Disenk had not lied. A short while later I heard voices and laughter in the courtyard below, and after that the music of lute and drums and the tinkle of finger cymbals coming from somewhere within the house. The sounds were sweet but faint, a faraway enticement to a dimension of life here of which I knew nothing. I wondered if there would be dancers. The dancers in Wepwawet’s temple were dignified and graceful, clothed in the ankle-length linens and thin sandals of ritual and respect, systra in their hands as they moved through the prescribed gestures that praised and importuned the god. I had heard in the village that secular dancers often performed naked, glittering with gold dust, rings on their bare toes, that they could jump the height of a man and bend themselves backward until their heads touched their heels. The music faded in and out as the night wind gusted and the reed mat covering my window slapped against the casement. I wanted to get up and creep into the passage, follow the dull throb of the drums, find the company whose shouts and clapping now wove with the quick, high plucking of the lute. But Disenk slept in the passage and would inveigle me back to bed with her excessive, irresistible politeness. I heard feet running on the paving. An owl cried suddenly, loudly, in the garden. I drowsed.

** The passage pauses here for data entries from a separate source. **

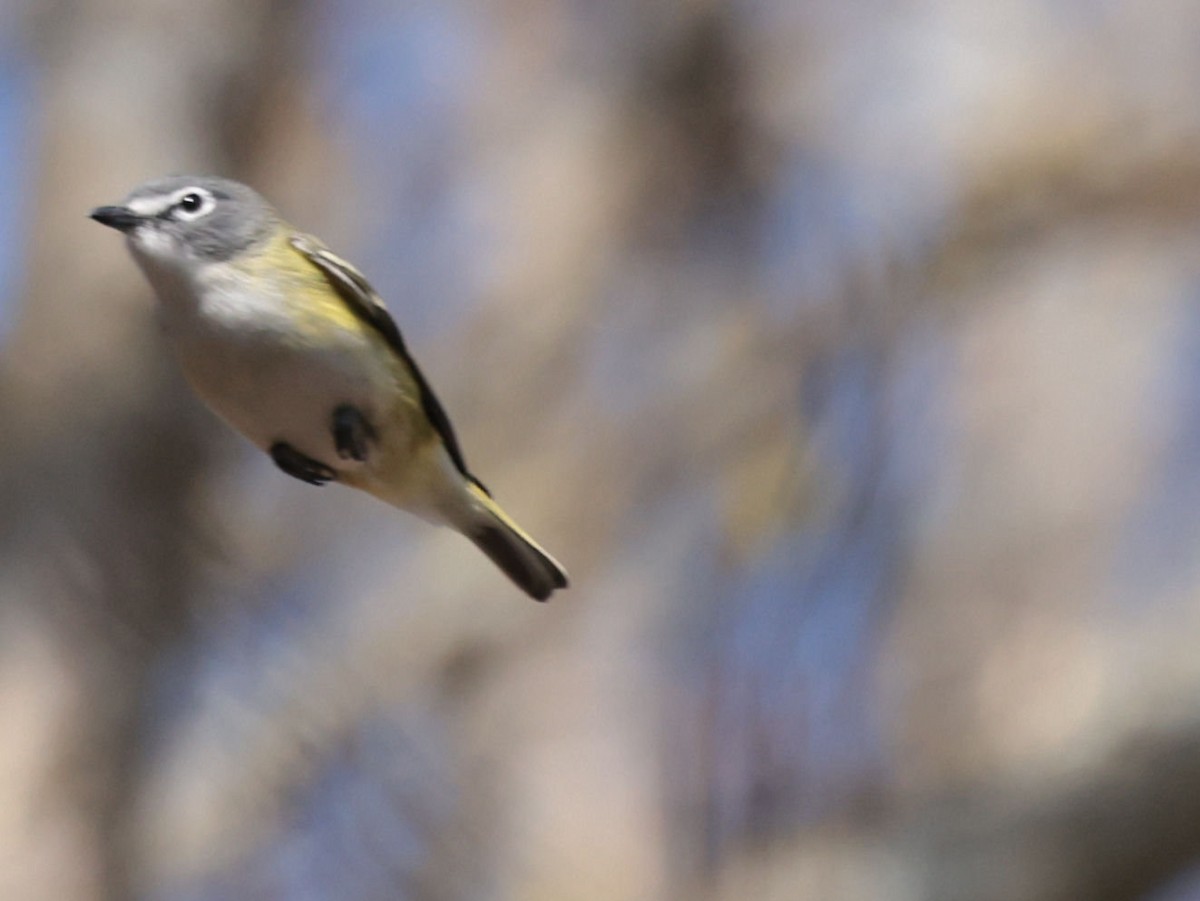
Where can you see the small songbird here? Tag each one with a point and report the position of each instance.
(289, 344)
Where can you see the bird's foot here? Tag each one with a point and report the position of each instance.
(353, 433)
(300, 467)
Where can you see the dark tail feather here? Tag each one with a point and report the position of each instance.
(533, 570)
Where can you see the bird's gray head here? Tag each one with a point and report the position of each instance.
(190, 218)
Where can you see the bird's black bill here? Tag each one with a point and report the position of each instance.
(119, 217)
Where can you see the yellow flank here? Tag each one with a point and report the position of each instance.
(319, 312)
(317, 307)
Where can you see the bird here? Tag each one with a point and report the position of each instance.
(289, 344)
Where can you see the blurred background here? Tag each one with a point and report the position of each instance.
(847, 354)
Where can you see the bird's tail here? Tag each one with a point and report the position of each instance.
(509, 547)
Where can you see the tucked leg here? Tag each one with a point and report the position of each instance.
(300, 467)
(352, 433)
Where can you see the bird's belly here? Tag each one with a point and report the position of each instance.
(277, 388)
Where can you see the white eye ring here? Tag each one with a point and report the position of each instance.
(192, 203)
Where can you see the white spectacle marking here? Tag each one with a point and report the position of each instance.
(159, 204)
(151, 205)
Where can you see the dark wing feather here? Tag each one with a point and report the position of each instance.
(363, 300)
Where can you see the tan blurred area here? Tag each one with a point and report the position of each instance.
(846, 355)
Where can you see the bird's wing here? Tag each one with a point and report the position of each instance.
(353, 287)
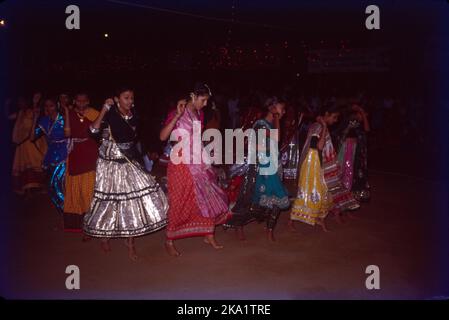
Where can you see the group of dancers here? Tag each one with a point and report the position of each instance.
(98, 181)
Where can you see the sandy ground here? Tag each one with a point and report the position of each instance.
(397, 231)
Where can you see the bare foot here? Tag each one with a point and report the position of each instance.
(270, 235)
(291, 226)
(240, 234)
(321, 223)
(171, 250)
(131, 249)
(210, 239)
(105, 245)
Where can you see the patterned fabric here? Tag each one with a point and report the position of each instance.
(342, 198)
(56, 141)
(27, 170)
(81, 164)
(261, 196)
(184, 216)
(346, 158)
(313, 199)
(79, 192)
(210, 198)
(269, 191)
(55, 157)
(127, 201)
(359, 185)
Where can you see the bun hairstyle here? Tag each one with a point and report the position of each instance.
(53, 99)
(202, 89)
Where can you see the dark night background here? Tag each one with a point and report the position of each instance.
(160, 53)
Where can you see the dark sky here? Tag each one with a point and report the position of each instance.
(36, 34)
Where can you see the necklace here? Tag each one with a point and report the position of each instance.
(125, 116)
(80, 116)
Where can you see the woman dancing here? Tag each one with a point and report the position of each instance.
(262, 196)
(312, 202)
(197, 203)
(52, 126)
(127, 201)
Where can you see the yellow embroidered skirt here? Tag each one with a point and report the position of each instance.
(313, 200)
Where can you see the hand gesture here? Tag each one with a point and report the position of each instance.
(108, 103)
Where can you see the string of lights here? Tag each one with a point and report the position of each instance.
(231, 20)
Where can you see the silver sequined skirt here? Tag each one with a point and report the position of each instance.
(127, 201)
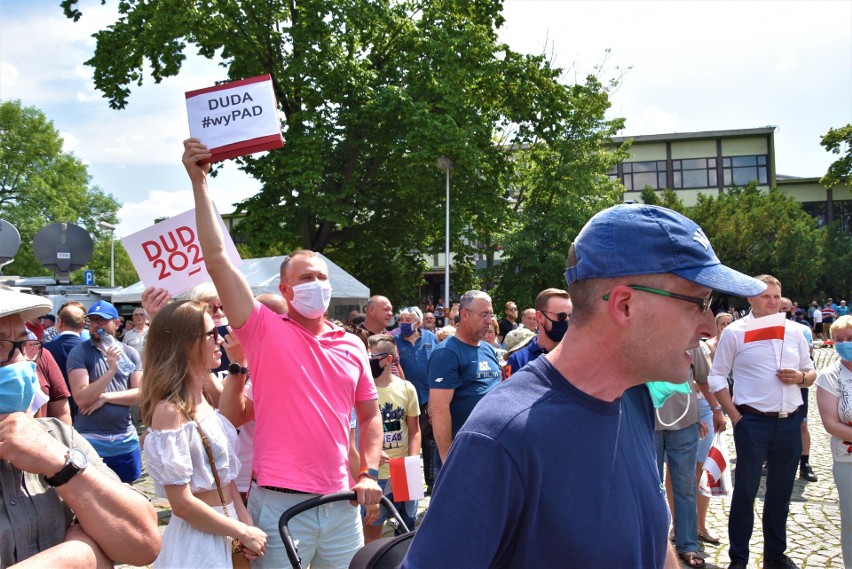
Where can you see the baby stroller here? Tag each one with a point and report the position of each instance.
(385, 553)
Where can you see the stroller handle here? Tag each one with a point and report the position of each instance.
(317, 501)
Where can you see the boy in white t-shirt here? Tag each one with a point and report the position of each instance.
(399, 410)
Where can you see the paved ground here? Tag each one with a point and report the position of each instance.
(813, 528)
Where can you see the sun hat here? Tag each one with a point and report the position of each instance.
(103, 309)
(29, 306)
(638, 239)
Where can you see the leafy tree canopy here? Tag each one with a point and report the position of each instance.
(41, 184)
(834, 141)
(759, 232)
(371, 93)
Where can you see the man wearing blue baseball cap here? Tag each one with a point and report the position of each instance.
(104, 385)
(556, 466)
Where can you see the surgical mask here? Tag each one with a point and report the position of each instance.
(376, 368)
(311, 299)
(557, 330)
(19, 388)
(662, 390)
(844, 350)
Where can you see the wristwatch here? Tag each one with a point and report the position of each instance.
(76, 462)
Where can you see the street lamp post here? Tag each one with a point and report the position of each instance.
(446, 165)
(111, 228)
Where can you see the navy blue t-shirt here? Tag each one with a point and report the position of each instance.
(413, 359)
(472, 371)
(544, 475)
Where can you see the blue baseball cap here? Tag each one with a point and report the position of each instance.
(638, 239)
(103, 309)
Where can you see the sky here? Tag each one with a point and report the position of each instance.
(685, 66)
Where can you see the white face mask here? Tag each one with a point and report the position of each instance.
(311, 299)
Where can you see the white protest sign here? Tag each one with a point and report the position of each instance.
(168, 255)
(236, 118)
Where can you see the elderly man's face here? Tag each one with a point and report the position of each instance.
(12, 330)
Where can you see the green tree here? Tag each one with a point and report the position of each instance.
(41, 184)
(834, 141)
(763, 232)
(371, 93)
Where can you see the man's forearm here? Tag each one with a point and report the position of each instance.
(442, 429)
(118, 519)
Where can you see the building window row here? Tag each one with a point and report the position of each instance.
(693, 173)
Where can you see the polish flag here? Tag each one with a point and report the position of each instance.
(766, 328)
(715, 466)
(406, 478)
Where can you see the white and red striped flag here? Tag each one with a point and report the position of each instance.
(766, 328)
(406, 479)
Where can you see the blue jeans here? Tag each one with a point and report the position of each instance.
(779, 443)
(680, 448)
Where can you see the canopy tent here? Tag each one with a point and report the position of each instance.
(262, 274)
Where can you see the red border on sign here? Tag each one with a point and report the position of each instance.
(230, 85)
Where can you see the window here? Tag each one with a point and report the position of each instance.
(694, 173)
(740, 170)
(637, 175)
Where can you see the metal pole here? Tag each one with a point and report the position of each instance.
(112, 259)
(447, 250)
(446, 165)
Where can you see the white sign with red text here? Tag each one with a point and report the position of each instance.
(168, 254)
(236, 118)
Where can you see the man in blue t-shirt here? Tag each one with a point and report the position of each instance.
(556, 467)
(461, 372)
(414, 345)
(552, 315)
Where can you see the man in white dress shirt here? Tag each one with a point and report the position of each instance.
(766, 415)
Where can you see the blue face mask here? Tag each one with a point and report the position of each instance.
(662, 390)
(844, 350)
(19, 387)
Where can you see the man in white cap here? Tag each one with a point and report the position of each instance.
(50, 476)
(104, 393)
(568, 441)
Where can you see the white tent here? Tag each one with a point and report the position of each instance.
(262, 274)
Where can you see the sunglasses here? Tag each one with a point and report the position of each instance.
(702, 303)
(560, 316)
(214, 333)
(30, 349)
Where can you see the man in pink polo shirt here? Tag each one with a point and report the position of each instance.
(307, 375)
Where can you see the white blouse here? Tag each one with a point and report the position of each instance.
(837, 380)
(177, 457)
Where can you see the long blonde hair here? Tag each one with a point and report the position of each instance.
(174, 350)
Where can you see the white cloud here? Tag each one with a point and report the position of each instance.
(787, 61)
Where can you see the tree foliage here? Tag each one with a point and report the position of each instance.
(834, 141)
(41, 184)
(371, 93)
(763, 232)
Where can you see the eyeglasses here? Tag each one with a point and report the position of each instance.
(214, 333)
(482, 315)
(30, 349)
(560, 316)
(702, 303)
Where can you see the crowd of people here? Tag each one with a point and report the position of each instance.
(541, 443)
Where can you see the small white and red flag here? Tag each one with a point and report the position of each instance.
(406, 479)
(766, 328)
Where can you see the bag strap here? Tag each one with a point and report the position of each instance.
(206, 443)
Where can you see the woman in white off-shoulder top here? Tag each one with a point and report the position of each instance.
(182, 346)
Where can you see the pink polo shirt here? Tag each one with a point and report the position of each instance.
(304, 389)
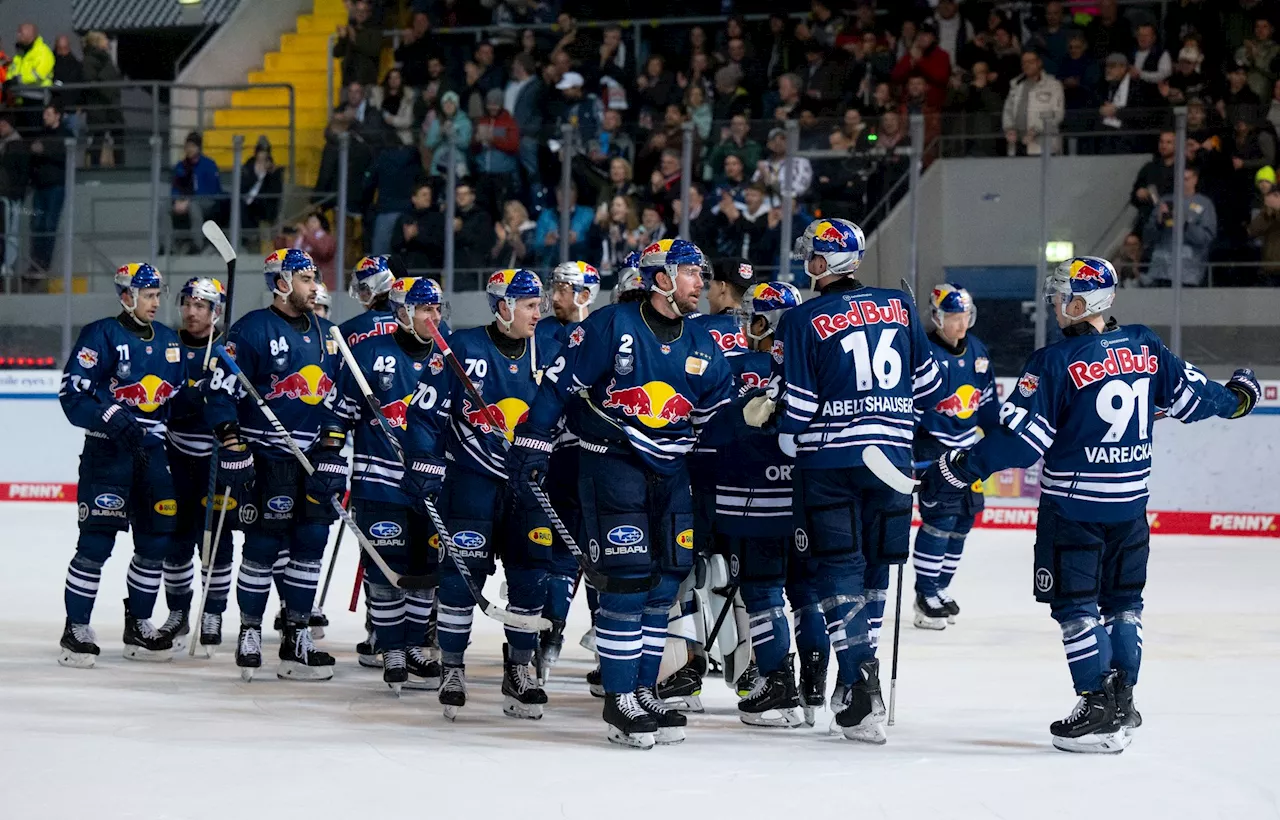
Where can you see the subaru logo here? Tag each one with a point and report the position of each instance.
(625, 535)
(469, 540)
(279, 504)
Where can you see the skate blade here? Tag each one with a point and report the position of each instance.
(524, 711)
(293, 670)
(77, 660)
(643, 740)
(773, 719)
(147, 655)
(1101, 743)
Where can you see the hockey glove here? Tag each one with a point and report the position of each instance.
(946, 484)
(530, 456)
(330, 467)
(1247, 389)
(424, 477)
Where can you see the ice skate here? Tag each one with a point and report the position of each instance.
(773, 700)
(1093, 727)
(248, 651)
(142, 641)
(80, 646)
(300, 659)
(453, 690)
(931, 613)
(177, 628)
(522, 697)
(394, 669)
(424, 669)
(863, 714)
(813, 685)
(629, 724)
(682, 688)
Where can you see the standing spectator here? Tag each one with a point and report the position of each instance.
(359, 46)
(449, 126)
(1198, 233)
(472, 237)
(547, 237)
(1032, 97)
(419, 234)
(261, 191)
(926, 59)
(1109, 32)
(497, 154)
(1258, 56)
(196, 189)
(14, 173)
(103, 104)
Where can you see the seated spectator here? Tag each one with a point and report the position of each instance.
(778, 175)
(417, 237)
(547, 237)
(515, 236)
(196, 191)
(1198, 234)
(261, 191)
(444, 127)
(1033, 99)
(396, 101)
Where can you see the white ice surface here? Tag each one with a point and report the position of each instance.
(190, 741)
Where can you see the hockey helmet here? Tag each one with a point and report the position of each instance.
(1089, 278)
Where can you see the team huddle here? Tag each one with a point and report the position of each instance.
(700, 473)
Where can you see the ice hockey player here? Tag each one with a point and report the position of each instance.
(952, 422)
(191, 445)
(855, 367)
(117, 385)
(402, 535)
(575, 285)
(652, 381)
(286, 353)
(1086, 404)
(484, 514)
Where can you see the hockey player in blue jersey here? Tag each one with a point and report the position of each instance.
(402, 535)
(952, 422)
(650, 380)
(855, 370)
(118, 384)
(191, 445)
(484, 514)
(1086, 404)
(286, 353)
(575, 285)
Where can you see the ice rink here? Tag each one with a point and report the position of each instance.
(188, 740)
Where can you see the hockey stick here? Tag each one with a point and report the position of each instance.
(405, 582)
(224, 248)
(487, 607)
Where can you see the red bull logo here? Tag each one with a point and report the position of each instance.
(507, 413)
(311, 385)
(960, 404)
(654, 403)
(147, 394)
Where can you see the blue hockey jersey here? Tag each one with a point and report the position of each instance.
(109, 366)
(856, 369)
(753, 477)
(641, 394)
(443, 417)
(968, 399)
(393, 375)
(292, 370)
(1086, 404)
(190, 431)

It was still fully dark when I drifted out of unconsciousness, disturbed by the drunken rowdiness of the guests leaving. “Hey, that’s not your litter, that’s mine!” a strong male voice shouted, and a woman let out a shriek of laughter.

“Let me share it with you then,” she called, her words lazily slurred. “The cushions look soft and yielding and my husband has already left with ours. Harshira, what shall I do?” I came fully awake. The Chief Steward’s familiar tone was confident and clear.

“If you will retire to the reception room, Highness, I will order out one of the Master’s litters to take you home at once.”

Highness? I swung myself off the couch and sped to the window. Lifting back the mat I peered cautiously below. A group of people stood loosely together, lit garishly by flaming torches in the hands of several slaves. A gilded litter sat on the ground, four Nubians before and behind it, waiting for orders. A man in a knee-length red kilt, his gleaming chest afire with jewels, his face heavily painted, leaned nonchalantly against it, grinning. Around them more guests spilled from the main entrance into the torches’ light, and more litters were arriving into which they tumbled happily and volubly. Harshira, his broad back to me, was facing a woman whose elaborately pleated sheath was rumpled and wine-splashed. One shoulder strap had torn loose, exposing a sweat-streaked brown breast. The perfume cone atop her long, many-plaited wig had sagged over one ear and the oil from it had somehow been smeared across her cheek, taking a quantity of kohl with it. “Thank you, Harshira,” she was saying, one hennaed palm vaguely patting his shoulder, “but I want to go home with the General.” The man in the red kilt guffawed. Peeling himself away from his litter he took her flailing fingers, kissed them, kissed her again, this time on her loose mouth, then jerked his head at Harshira and propelled her firmly back into the house.